SAP July 2026 Patch Day: Critical CVSS 9.9 Flaw in NetWeaver ABAP Demands Immediate Action
SAP July 2026 Patch Day: Critical CVSS 9.9 Flaw in NetWeaver ABAP Demands Immediate Action
SAP released its July 2026 Security Patch Day on July 14 with 16 new security notes, one GitHub security advisory, and three updates to previously issued notes. Four of the new notes carry HotNews priority, SAP's highest-urgency classification for vulnerabilities with CVSS scores of 9.0 or above. None of the newly disclosed flaws are confirmed as exploited in the wild as of publication, but that is a window, not a reason to wait.
The lead vulnerability: CVE-2026-44747 in NetWeaver AS ABAP (CVSS 9.9)
The most severe issue this cycle is CVE-2026-44747, a memory corruption vulnerability in SAP NetWeaver Application Server ABAP. It affects a wide range of kernel versions, from KRNL64NUC and KRNL64UC 7.22 through 7.22EXT, to KERNEL 7.22 through 9.20. That range covers both legacy and current NetWeaver deployments, which means most organizations running SAP on-premise are exposed.
An authenticated attacker with low privileges can exploit logical errors in memory management to trigger memory corruption on affected kernel versions. The flaw carries a changed scope, meaning successful exploitation can affect systems beyond the vulnerable component itself. SAP's advisory warns that impacts span confidentiality, integrity, and availability, with arbitrary code execution as a realistic worst-case outcome.
SAP has assigned this flaw to Security Note 3747367. Organizations that cannot patch immediately can use the temporary workaround of disabling all ICF nodes with a specific property in transaction SICF. That said, the workaround limits functionality and should not be treated as a permanent fix.
Two more critical flaws: Approuter and Commerce Cloud
CVE-2026-27690 (CVSS 9.1) affects SAP Approuter versions prior to 20.10.0 deployed outside Cloud Foundry environments. Approuter is a Node.js-based middleware layer that sits at the front of many SAP BTP application landscapes, routing requests to backend microservices. An unauthenticated attacker can send a crafted HTTP request that causes request-response desynchronization, exposing one user's response to another session and enabling denial-of-service conditions.

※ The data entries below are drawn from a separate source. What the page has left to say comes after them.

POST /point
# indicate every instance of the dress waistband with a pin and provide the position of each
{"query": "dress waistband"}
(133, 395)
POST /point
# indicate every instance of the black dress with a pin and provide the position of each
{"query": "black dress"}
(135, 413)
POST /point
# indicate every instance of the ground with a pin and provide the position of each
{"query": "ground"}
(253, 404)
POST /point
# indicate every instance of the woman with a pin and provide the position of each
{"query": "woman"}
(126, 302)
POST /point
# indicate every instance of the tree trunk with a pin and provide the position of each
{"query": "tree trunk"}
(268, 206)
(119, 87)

CVE-2026-44761 (CVSS 9.1) affects SAP Commerce Cloud releases HY_COM 2205 and COM_CLOUD 2211. The problem is straightforward: sample OAuth2 configuration scripts provided in SAP Help Portal documentation created OAuth2 clients with publicly documented credentials. Any organization that ran those scripts in production and did not replace the default secret is exposed. An unauthenticated attacker who knows these credentials can obtain a valid access token and invoke specific APIs to read and modify system data. Organizations that removed the sample client or replaced the secret with a strong, unique value are not affected.

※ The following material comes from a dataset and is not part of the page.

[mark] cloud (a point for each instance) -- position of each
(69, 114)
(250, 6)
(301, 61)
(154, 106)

High-severity fixes worth reviewing
Beyond the three critical notes, high-severity issues include multiple Apache Camel vulnerabilities in SAP Integration Suite's Edge Integration Cell (CVE-2026-40860, CVSS 8.8), a DLL hijacking flaw in SAProuter on Windows (CVE-2026-0487, CVSS 8.4), and Apache Tomcat vulnerabilities in Commerce Cloud (CVSS 8.1). SAP also updated its June advisory for CVE-2026-40128, a directory traversal in the NetWeaver AS Java Web Container (CVSS 9.0).
Why SAP patching pressure keeps rising
CISA has added 14 SAP vulnerabilities to its Known Exploited Vulnerabilities catalog since November 2021. Two of them were used by ransomware operators in confirmed attacks. In 2026, AI-assisted attack tools are routinely used to reverse-engineer security patches and generate working exploits within hours of release. That compression of the exploitation timeline makes rapid patch deployment, especially for HotNews notes, a direct operational priority rather than a best-practice recommendation.
SAP systems hold concentrated enterprise-critical data: financials, HR records, supply chain data, customer master files. A successful SAP breach gives an attacker access to all of it in one move, which is exactly why threat actors target these environments.
For organizations managing SAP landscapes at scale, manual patch tracking across complex ERP estates quickly becomes unmanageable. Security platforms such as tozenLabs specialize in automated SAP vulnerability monitoring and patch compliance, giving security teams real-time visibility into exposure across their SAP kernel versions, Approuter deployments, and Commerce Cloud configurations, so they can act before a disclosed flaw becomes an active incident.
Administrators should access the affected security notes through the SAP Support Portal, prioritize SAP Note 3747367 for the NetWeaver ABAP flaw, verify all Approuter deployments are updated to version 20.10.0 or later, audit Commerce Cloud environments for any remaining sample OAuth2 clients, and review Integration Suite edge nodes for Apache Camel updates.